17 марта 1941 г. министерство переслало это обширное донесение в гестапо. В ответном письме шефа полиции безопасности и СД от 5 декабря 1941 г. говорилось, что, согласно полученной из своих источников информации, установлено, что митрополит Евлогий продолжает занимать негативную позицию по отношению к Германии. Согласно сведениям СД, он получал 2 тыс. фунтов от Великобритании и считает возможным воссоздание единой Русской Церкви во главе с митрополитом Сергием (находившимся в Москве Патриаршим Местоблюстителем)195.

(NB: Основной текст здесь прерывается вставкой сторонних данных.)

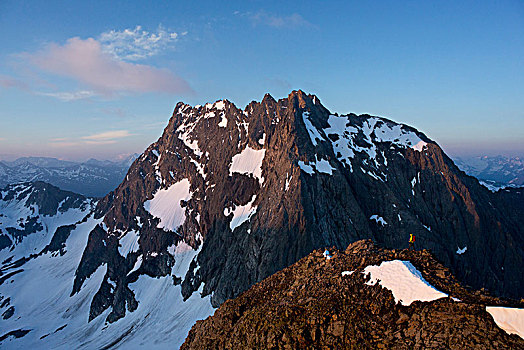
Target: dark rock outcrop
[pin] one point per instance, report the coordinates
(313, 305)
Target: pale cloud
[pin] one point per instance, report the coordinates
(86, 62)
(107, 136)
(9, 82)
(294, 20)
(136, 44)
(64, 144)
(69, 96)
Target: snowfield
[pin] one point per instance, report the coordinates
(166, 206)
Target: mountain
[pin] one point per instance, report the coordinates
(494, 172)
(362, 298)
(227, 197)
(92, 178)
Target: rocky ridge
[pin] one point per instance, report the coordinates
(328, 303)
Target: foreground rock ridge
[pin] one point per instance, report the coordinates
(227, 197)
(328, 303)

Подвергать репрессиям имевшего широкую международную известность митрополита Евлогия гестапо не посмело, но в конце концов решило покончить со все более и более активной деятельностью евлогианского духовенства и мирян по спасению евреев и закрыть «Православное Дело». 8 февраля 1943 г. в доме на улице Лурмель начались обыски. В этот день у 23-летнего сына матери Марии псаломщика Юрия (Георгия) Скобцова нашли документы, свидетельствующие о помощи евреям (в частности, письмо от одной женщины-еврейки, которой Юрий доставлял пищу, к отцу Димитрию с просьбой о выдаче свидетельства о крещении). Эсэсовцы отобрали удостоверение личности отца Димитрия и С.В. Медведевой, приказав им на следующее утро явиться в гестапо. Юрий был увезен как заложник. Эсэсовец Гофман, производивший обыск, объявил, что Ю. Скобцов будет освобожден, когда в гестапо явится сама мать Мария, которая в тот день отсутствовала в Париже.